Biometrics

Some consider biometrics as intrusive and as a violation of privacy. While you read, pay attention to how biometric systems authenticate and to the three main threats against biometric systems. What are these three threats and what are the cryptographic and non-cryptographic countermeasures?

3. Main Threats against Privacy-Preserving Biometric Authentication Systems

3.2. A Biometric Reference Recovery Attack

The most successful strategy to perform a biometric reference recovery attack is to use a hill-climbing technique to perform a centre search attack. The attack can be launched under three conditions:

(1)The adversary is in possession of a matching template (maybe spoofed) for the target biometric reference.

(2)The adversary is able to see the output of the authentication process

$(OUT_{\mathscr{A}\mathcal{S}})$ . For instance, this information could be in an access control system, a door that is opening.
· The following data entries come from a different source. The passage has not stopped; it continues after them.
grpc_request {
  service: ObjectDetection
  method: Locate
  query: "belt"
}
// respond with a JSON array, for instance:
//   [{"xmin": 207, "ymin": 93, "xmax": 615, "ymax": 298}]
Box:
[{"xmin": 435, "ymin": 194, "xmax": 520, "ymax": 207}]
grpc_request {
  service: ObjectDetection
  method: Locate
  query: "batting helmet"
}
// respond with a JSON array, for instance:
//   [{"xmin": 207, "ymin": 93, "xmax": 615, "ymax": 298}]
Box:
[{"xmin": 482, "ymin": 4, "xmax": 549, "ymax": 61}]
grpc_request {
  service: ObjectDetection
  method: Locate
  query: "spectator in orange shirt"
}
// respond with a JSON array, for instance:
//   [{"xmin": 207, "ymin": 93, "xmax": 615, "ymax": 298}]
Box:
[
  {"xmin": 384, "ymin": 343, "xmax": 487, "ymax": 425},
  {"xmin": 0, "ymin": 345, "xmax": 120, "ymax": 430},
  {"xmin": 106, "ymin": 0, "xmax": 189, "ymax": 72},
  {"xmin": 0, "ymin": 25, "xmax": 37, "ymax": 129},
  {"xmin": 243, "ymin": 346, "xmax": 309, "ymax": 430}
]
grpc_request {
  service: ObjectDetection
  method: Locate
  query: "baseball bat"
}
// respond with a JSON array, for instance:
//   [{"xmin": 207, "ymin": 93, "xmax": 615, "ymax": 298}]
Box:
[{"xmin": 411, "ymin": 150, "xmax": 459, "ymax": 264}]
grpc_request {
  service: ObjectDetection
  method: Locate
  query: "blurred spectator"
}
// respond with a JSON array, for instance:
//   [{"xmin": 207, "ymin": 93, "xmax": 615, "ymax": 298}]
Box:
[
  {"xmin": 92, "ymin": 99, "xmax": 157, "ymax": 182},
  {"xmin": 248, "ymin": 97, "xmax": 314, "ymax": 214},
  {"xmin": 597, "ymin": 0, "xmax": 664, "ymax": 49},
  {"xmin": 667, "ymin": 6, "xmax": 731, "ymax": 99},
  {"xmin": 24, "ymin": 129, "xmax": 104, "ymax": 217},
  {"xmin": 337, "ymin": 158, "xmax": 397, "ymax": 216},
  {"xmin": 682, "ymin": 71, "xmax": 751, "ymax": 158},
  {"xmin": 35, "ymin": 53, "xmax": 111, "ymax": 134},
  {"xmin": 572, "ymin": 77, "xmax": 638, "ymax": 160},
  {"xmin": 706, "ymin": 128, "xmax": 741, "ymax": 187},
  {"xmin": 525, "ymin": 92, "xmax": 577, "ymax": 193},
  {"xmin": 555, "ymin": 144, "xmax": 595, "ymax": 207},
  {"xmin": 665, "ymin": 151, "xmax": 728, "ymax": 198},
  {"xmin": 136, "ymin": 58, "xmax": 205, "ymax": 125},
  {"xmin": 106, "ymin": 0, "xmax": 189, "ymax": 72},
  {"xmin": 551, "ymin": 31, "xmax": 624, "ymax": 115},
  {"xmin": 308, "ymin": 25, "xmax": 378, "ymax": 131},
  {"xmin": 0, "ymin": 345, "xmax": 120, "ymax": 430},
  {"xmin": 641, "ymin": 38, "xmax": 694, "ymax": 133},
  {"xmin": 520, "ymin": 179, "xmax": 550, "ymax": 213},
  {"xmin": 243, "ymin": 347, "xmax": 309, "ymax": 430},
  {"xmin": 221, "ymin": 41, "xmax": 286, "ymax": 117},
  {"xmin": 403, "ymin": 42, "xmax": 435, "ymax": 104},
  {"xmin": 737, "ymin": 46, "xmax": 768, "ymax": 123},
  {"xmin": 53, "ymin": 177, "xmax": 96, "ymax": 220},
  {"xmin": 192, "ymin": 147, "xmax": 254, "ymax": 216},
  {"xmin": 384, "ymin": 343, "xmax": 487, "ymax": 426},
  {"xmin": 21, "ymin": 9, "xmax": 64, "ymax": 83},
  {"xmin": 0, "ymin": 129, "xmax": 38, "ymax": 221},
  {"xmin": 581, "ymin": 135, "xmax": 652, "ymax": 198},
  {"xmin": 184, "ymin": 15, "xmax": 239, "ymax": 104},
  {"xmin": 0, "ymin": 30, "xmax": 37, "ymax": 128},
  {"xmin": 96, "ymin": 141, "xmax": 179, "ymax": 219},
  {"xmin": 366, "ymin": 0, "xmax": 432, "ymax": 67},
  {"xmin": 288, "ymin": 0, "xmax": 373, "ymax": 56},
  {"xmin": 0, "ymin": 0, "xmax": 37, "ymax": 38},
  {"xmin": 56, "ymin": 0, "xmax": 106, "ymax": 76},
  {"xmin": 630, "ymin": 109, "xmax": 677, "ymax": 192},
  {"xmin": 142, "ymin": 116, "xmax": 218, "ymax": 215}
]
(3)The matching process between a fresh and a stored template relies on specific distances, called leaking distances, which include the Euclidean and the Hamming distance.

Figure 3 provides an intuition of the attack strategy. In the example (Figure 3) the stored reference template is the point

$b = (6, 3)$ and the given matching

$b^{'}$ is in the point

$(6, 4)$ . The matching templates are the points in the region delimited by the green circle. The adversary starts from the first component of the given matching template, the point

$(6, 4)$ , and increments it repeatedly by a factor 1. When rejected, on the point

$(9, 4)$ denoted by the red bullet with a white cross, the attacker learns that the previous point is the last one inside the acceptance circle. The same strategy is repeated starting from the point

$b^{'}$ and decreasing (by a factor 1 each time) the first component until rejection, and for the other component of the template. After discovering the coordinates of the four boundary points in the acceptance circle, the attacker can compute the coordinates of its centre, that is, find the digital representation of the biometric reference template.

Figure 3

Example of a recovery template attack for a BAS with biometric traits represented as vectors in

$\mathbb{Z}_{10}^{2}$ and with threshold

$\tau = 2$ . The values are chosen ad hoc to be able to picture the example in an easy and intuitive way and do not reflect the parameters used in real applications (usually,

$q$ is smaller than

$n$ and

$n \gg \tau$ is in the order of 2048).

This reference recovery attack is very efficient as it only requires a number of authentication attempts that are linear in the length of the biometric template. Moreover, it can be mounted against many biometric authentication systems (privacy-preserving or not) and even systems that employ secure multiparty computation techniques including somewhat homomorphic encryption.

Another strategy to perform biometric reference recovery attacks is to gain access to the database and try to decrypt the target template. This approach, however, is way less successful since normally the employed cryptographic techniques used to protect the templates' privacy are proven to be secure.